1st Pattern Luftwaffe Officer’s Brocade Dress Belt Buckle

Condition: Excellent

Maker: Marked D.R.G.M.

Pattern: 1st

Base Material: Aluminum


SKU: JW5496 Category: Tags ,


Product Description: This 1st pattern Luftwaffe officer’s brocade dress belt buckle is a great and nearly pristine original example of this scarce and desirable type. This was a private purchase buckle that was worn on the officer’s brocade belt (Feldbinde) for dress and formal purposes. It dates from the 1930s. The body of the buckle is made from aluminum which never had any finish applied. The surface of the aluminum is clean, with minimal if any wear, and has a factory-fresh, matte look. The front of the buckle is adorned with a first pattern “drooptail” Luftwaffe flying eagle and swastika emblem, made out of a separate piece of aluminum and affixed to the buckle with a threaded post. The eagle emblem retains virtually all of the original attractive gilt finish. The details on this buckle are sharp and crisp. On the reverse, the original nut holding the eagle in place does not appear to have ever been messed with. The fitting for affixing this to the belt is aluminum and intact. The buckle is marked with “D.R.G.M.” on the catch, indicating a legally trademarked design. This eye-catching 1st pattern Luftwaffe officer’s brocade dress belt buckle displays beautifully and is in excellent condition.

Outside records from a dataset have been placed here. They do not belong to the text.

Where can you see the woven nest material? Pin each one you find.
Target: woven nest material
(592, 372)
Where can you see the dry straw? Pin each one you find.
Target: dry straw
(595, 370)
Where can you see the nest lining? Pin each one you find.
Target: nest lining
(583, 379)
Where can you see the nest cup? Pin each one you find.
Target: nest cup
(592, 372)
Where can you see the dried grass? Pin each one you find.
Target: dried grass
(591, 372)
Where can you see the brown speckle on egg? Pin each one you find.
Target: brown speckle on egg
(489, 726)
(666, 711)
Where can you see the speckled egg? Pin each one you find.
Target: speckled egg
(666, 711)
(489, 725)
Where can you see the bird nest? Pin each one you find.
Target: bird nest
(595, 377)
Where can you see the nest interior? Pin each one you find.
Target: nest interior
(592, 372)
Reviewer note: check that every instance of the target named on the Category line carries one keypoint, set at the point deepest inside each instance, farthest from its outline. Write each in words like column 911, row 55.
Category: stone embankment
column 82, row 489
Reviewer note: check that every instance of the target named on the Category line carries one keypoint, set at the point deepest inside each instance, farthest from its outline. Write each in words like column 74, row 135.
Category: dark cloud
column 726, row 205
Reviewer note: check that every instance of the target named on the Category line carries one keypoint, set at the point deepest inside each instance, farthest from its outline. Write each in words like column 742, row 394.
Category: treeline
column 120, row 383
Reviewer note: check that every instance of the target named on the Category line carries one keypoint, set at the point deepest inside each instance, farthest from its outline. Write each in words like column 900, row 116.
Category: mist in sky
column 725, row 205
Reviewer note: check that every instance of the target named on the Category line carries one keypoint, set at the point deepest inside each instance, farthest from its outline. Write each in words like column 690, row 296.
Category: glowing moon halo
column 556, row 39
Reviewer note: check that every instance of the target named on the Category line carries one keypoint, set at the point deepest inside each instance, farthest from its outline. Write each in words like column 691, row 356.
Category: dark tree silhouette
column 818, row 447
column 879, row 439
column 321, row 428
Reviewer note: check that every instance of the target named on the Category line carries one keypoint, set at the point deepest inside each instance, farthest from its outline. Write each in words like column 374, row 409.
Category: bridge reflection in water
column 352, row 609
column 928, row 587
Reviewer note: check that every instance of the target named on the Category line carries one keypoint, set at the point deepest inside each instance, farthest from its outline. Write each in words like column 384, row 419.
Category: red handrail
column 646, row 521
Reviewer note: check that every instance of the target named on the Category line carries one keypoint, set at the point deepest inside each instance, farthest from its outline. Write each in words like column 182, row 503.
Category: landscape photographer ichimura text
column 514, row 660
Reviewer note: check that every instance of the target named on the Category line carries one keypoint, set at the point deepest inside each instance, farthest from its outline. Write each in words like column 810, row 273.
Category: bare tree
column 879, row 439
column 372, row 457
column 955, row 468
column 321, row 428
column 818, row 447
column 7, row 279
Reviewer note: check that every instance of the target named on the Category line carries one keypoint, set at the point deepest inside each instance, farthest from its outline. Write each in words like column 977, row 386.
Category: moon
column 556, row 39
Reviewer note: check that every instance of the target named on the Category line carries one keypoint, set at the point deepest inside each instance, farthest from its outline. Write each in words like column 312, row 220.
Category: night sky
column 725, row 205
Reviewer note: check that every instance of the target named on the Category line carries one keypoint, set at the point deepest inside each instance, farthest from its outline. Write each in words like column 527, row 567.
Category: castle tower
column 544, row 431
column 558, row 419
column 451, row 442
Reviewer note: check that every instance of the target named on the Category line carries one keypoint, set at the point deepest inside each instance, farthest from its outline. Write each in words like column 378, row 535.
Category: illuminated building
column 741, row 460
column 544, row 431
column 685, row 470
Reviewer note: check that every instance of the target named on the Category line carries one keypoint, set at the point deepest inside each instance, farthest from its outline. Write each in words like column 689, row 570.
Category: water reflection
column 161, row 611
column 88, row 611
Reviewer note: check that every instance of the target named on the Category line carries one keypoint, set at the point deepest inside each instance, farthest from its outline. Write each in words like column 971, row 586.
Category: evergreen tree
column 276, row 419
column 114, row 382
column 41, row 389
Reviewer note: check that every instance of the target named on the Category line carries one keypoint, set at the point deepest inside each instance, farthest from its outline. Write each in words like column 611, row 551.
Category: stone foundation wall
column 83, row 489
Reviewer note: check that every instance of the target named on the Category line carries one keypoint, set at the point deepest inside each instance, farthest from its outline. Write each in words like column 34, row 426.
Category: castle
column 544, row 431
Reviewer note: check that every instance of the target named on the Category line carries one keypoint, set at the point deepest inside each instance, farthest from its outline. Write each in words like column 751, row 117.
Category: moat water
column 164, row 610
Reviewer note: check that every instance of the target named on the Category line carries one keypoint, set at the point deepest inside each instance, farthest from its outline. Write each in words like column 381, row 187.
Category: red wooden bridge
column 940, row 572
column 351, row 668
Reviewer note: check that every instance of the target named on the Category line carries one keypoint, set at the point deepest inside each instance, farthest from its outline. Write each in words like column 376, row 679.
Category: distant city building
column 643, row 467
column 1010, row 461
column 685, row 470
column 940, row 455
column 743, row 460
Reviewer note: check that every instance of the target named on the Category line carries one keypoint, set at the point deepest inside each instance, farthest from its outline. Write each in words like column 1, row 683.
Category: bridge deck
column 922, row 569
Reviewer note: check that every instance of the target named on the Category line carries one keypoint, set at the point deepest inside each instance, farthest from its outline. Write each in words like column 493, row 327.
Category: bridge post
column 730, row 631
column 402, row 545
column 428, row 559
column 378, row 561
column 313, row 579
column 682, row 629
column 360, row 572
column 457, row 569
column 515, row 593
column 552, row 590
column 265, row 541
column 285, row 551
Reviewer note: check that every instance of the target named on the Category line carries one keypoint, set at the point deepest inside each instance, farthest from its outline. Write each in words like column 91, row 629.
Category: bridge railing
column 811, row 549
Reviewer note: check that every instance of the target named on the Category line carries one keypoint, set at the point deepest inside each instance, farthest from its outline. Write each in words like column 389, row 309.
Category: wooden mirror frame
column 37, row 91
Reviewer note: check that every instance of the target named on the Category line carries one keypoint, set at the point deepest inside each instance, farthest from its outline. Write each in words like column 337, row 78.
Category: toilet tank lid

Historical Description: The belt buckle was an important part of the regalia worn by all uniformed military, civil, political, and paramilitary organizations during the Third Reich. The belt (“Koppel”) was part of the uniform and would always be worn while on duty. The belt buckle (“Koppelschloss”) was generally specific to each organization, with many organizations having separate belt buckles for officers and for enlisted personnel, sometimes with different colors and finishes to further denote specific purposes. The buckles were adorned with various mottos and designs specific to the organizations for which they were intended. Many designs used the German national eagle emblem, in a variety of forms. Belt buckles were worn with uniforms ranging from finely tailored officer parade uniforms, to the issue uniforms of enlisted soldiers in combat. Generally speaking, most German belt buckles of the Third Reich were made with two prongs on the reverse, to allow the buckle to be worn and adjusted on a belt. The buckle had a catch that would mate with a hook on the belt, when worn. The earliest Third Reich buckles were often made of brass, or nickel silver. Later, aluminum became very common, and was used on private purchase as well as enlisted buckles of the German military, with or without a painted or plated finish. After WWII began, most enlisted military buckles were steel. Nazi belt buckles were popular souvenirs for Allied troops who served in Europe. Some types were made by the millions and remain quite common today. Others were made in limited numbers and are very rare.